George Dyson, a science historian, asks how we went from having no computers to having many in such a brief time period in his book, Turing’s Cathedral.

Dyson has a unique vantage point that makes him the ideal author for this book. He’s the son of a top scientist, Freeman Dyson and, as a result, has spent a lot of his years at the Princeton Institute for Advanced Studies. The Institute was home to the globe’s most accomplished scientific minds – included Einstein’s – as they were in the midst of building and operating the first digital computers with the guidance of scientist Josh von Neumann.
If you read Turing’s Cathedral it will surprise you at just how much chance was involved in the creation of the machines that let to computers. The book not only highlights the development of the computer but also the personalities involved at the Princeton Institute. They weren’t always on the same page but were able to produce the first digital computer nevertheless.

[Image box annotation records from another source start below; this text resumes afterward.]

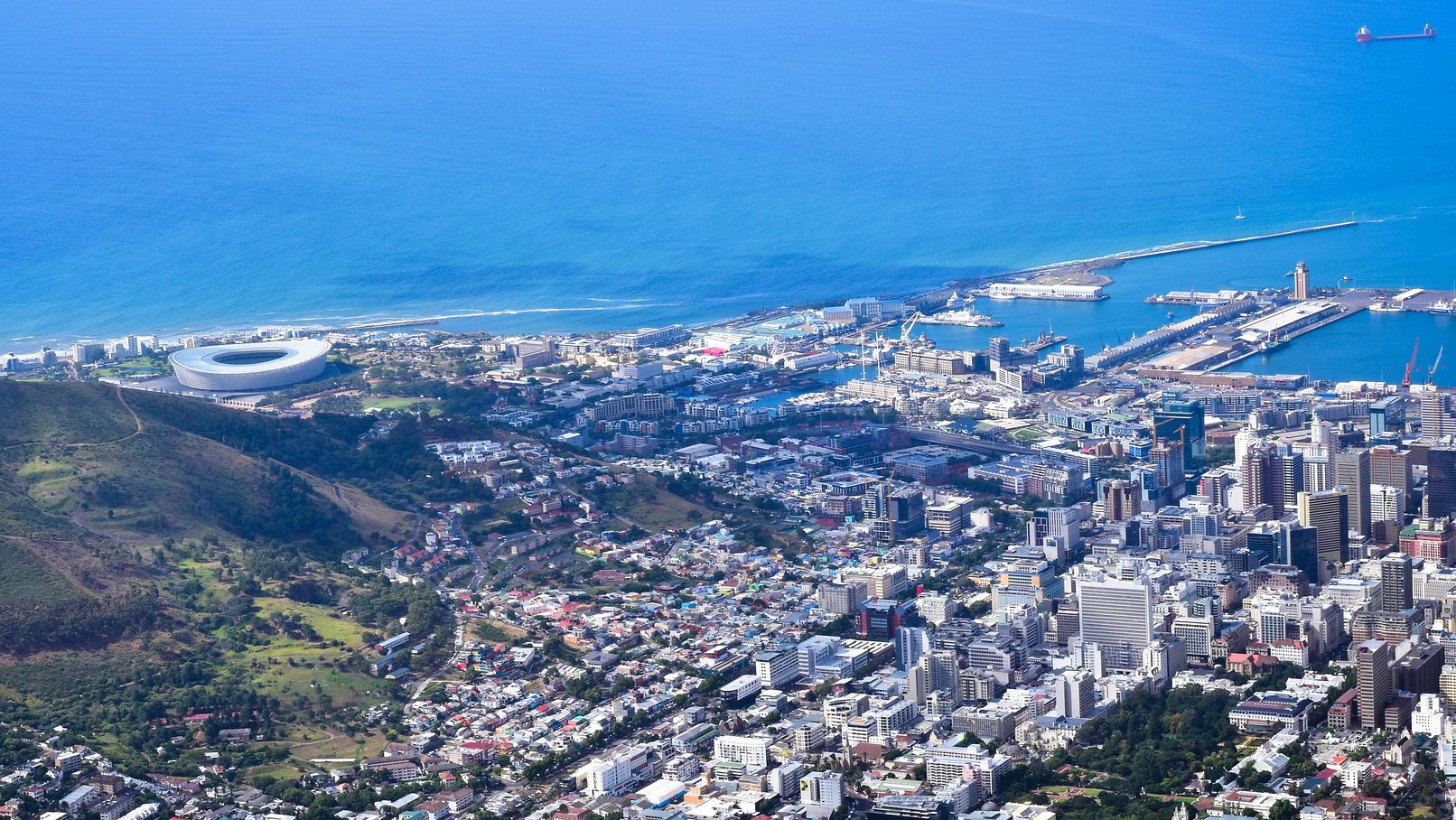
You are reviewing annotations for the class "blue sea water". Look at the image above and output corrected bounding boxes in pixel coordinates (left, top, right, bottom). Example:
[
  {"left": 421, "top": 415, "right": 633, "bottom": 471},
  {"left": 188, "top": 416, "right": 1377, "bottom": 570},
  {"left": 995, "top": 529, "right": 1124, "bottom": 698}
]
[{"left": 0, "top": 0, "right": 1456, "bottom": 377}]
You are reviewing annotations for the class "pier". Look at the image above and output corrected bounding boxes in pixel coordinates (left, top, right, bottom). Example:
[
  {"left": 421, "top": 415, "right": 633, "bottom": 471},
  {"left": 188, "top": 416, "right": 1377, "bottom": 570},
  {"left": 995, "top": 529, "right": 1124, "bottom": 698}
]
[
  {"left": 1109, "top": 220, "right": 1360, "bottom": 262},
  {"left": 951, "top": 220, "right": 1360, "bottom": 294}
]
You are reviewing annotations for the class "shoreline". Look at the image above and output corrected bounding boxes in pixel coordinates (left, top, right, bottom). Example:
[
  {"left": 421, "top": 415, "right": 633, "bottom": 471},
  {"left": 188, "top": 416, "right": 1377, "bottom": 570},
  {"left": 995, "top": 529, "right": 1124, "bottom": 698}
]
[{"left": 16, "top": 220, "right": 1360, "bottom": 349}]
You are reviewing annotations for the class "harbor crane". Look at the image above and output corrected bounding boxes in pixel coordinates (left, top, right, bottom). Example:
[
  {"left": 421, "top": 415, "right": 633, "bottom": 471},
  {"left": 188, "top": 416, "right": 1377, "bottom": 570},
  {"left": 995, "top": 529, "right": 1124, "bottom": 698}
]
[
  {"left": 900, "top": 311, "right": 925, "bottom": 347},
  {"left": 1401, "top": 337, "right": 1421, "bottom": 387}
]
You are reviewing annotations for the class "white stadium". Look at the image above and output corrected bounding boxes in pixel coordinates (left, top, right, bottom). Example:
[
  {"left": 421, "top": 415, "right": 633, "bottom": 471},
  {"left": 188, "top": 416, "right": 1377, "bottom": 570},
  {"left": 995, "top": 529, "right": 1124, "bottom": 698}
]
[{"left": 172, "top": 340, "right": 332, "bottom": 393}]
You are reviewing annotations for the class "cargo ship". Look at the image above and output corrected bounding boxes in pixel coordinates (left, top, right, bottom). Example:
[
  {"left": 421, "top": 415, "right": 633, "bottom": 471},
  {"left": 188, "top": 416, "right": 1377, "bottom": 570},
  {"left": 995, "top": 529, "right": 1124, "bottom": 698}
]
[{"left": 1356, "top": 23, "right": 1435, "bottom": 42}]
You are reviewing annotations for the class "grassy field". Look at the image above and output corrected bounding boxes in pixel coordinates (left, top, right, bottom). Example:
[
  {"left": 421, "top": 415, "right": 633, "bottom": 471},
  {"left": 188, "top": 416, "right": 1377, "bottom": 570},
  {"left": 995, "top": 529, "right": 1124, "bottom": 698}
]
[
  {"left": 590, "top": 478, "right": 718, "bottom": 532},
  {"left": 471, "top": 618, "right": 530, "bottom": 642},
  {"left": 362, "top": 396, "right": 440, "bottom": 415},
  {"left": 0, "top": 537, "right": 83, "bottom": 603}
]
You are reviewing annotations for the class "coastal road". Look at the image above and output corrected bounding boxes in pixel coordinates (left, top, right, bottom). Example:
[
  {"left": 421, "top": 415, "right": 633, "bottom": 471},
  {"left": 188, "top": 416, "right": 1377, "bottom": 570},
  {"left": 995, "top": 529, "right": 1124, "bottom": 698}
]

Like all great projects, this one featured more than its share of rivalries, fall-outs, and, not surprisingly, salty language. The individuals powering this project were geniuses. They weren’t saints. The book also covers the important ethical issues the creators of the computer faced by the close relationship of their computer work to the U.S. nuclear weapons project.

You may have the notion that a history book about computers won’t just be dry but also full of complicated jargon. This is not true with Turing’s Cathedral; nearly everybody who use computers will find this book fascinating. Which is a lot of people these days.